Wednesday, August 27, 2008
Dear third drawer down, I love your pillow case All you need in life by Lilli Hartmann.
It's like you say in your description:
All you need in life
a roof over your head
an apple tree in each direction of the sky
a sheep to keep you warm
a chicken for the eggs, obviously
a monkey to make you laugh
a ghost to make you cry
two horny bears
I'd might just add chocolate, wine, friends, family and a lover.
Tuesday, August 26, 2008
Dear tea lover, perhaps you're like me. Perhaps you're dreaming of that perfect cup, poured from the kind of design classic pictured above. Well, wake up and smell the coffee! Or rather, wake up and smell the wet wool lining. It looks great, but if you truly love tea, you're better off with a regular pot and cosy. -the end consumer
Monday, August 25, 2008
Monday, August 18, 2008
How many turd cups did you have in stock to begin with?
I can't tell you how charmed I am by your writing:
Brighten someone's Day!
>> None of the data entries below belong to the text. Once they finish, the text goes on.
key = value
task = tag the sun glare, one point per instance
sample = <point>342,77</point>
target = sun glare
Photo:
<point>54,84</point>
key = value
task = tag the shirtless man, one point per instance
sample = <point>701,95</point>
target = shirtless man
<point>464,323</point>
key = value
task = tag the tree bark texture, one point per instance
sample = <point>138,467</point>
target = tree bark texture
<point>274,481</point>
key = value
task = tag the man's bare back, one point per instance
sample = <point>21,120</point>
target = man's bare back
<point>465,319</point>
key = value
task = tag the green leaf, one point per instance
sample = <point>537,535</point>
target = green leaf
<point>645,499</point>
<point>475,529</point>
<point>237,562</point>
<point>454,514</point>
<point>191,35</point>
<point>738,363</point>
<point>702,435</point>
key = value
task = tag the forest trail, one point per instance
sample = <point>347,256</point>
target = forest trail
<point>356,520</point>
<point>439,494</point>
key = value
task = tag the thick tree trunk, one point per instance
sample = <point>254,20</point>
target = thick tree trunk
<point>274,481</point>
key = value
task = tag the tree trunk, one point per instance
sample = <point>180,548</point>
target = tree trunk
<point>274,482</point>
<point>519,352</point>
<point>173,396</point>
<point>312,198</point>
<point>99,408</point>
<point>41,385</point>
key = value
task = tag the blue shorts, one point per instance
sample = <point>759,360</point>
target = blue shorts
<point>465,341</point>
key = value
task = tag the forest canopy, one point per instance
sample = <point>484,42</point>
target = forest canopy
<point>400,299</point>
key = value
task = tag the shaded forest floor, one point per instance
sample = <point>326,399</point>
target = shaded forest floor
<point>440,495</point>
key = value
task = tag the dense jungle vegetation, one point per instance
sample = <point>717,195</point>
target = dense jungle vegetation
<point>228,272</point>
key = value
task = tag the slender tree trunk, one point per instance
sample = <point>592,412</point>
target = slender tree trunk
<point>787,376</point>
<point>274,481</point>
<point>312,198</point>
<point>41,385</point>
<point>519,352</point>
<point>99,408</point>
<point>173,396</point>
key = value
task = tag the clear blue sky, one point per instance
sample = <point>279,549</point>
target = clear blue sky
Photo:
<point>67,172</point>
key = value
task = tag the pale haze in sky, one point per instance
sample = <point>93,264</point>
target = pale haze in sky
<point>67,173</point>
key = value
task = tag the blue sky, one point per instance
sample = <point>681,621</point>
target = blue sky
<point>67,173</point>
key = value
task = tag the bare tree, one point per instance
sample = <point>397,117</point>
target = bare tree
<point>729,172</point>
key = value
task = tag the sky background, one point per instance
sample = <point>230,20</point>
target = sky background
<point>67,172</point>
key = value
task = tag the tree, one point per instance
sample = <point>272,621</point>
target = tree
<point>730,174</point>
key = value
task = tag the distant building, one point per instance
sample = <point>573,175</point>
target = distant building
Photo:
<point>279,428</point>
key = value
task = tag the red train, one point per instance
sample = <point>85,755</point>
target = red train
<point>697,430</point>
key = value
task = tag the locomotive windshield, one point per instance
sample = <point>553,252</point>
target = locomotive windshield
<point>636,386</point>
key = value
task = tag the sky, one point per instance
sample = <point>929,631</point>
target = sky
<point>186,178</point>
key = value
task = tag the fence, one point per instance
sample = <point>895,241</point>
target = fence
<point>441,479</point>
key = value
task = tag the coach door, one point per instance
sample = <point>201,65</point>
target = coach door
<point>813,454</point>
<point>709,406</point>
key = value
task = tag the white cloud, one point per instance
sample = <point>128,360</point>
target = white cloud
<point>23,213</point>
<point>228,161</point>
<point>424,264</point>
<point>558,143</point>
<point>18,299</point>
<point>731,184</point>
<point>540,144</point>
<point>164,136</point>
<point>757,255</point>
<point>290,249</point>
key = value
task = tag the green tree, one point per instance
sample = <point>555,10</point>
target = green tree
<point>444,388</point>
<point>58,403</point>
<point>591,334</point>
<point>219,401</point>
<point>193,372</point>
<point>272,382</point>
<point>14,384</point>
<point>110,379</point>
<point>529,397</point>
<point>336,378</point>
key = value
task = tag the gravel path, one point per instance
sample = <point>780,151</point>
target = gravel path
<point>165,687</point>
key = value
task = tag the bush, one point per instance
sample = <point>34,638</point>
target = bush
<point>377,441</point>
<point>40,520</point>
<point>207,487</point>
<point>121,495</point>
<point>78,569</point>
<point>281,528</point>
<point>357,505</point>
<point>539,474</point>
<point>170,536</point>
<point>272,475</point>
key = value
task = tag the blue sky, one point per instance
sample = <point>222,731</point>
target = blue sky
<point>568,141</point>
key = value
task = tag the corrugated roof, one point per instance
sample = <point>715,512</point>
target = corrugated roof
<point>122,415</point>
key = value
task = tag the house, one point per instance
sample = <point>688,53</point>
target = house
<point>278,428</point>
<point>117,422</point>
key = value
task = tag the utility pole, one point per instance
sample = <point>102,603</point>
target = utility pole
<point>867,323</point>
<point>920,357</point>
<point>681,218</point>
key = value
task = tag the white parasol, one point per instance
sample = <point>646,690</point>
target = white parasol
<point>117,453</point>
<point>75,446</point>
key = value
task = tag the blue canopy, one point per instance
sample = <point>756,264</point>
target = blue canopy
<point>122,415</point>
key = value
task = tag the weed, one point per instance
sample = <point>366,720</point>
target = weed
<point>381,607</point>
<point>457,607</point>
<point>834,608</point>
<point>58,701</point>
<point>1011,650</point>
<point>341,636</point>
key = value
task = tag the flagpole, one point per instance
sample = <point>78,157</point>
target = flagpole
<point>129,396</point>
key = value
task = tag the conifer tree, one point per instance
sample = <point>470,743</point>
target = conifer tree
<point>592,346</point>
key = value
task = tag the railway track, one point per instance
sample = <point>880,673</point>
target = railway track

Says "MAY YOUR CUP ALWAYS BE 2 TURDS FULL"
(2 little turds sit in the bottom of the cup)
Warning: Not to be used for consumption of liquids.
You give bad taste a face. And a phone number that's really easy to remember.
1 877 NUT DUDE.
I'm not even going to get started on the truck nuts. But I know the world loves them!
Thursday, August 14, 2008
Dear Coca Cola, regarding your ridiculous "life as it should be" campaign, you know the one about how real men like tigers, motorcycles, women on all fours and beverages with artificial sweeteners?
I added a woman on two legs with a stroller and public transportation.
Life as it should be.
Wednesday, August 13, 2008
Tuesday, August 12, 2008
Dear German tourists, I love how you love Sweden. And I love how you embrace the concept of the allemansrätt. I just don't love how you look at us inhabitants like exotic species. Like ferrets, lemmings or moose. Peculiar, but kind of cute. In a natural kind of way.
Yes, we are weird because we insist on swimming naked during the summer. But you are weirder for not respecting the privacy that naked swimming demands. You fishing right next to our pier is uncalled for. Fish a little further away.
Yesterday, my brother couldn't take it anymore. He heard himself scream, from where he was in the water, in English: "you're fishing too close to our naked swimming point".
You obliged and moved a little bit away from the naked swimming point, but did not apologize.
We're still upset.
Friday, August 8, 2008
Dear prime suspect, I love how you responded to the accusation that your fingers matched the holes in this cake:
"But it looked so darn yummy!"
When I told Anders about this, he asked who the prime suspect was. My mom (60+) or Joel (3)?
And suddenly we had 2 prime suspects.
Wednesday, August 6, 2008
Tuesday, August 5, 2008
Dear cat owners, how about taking an actual mug shot of your cat. To have just in case. You know, so that when it runs away, you don't have to draw a pic that will doubtfully help anyone in identifying your beast.
Examples from our local Åland grocery store. artist unknown. One of the cats is described as being "social, cuddly and extremely lonely". How touching.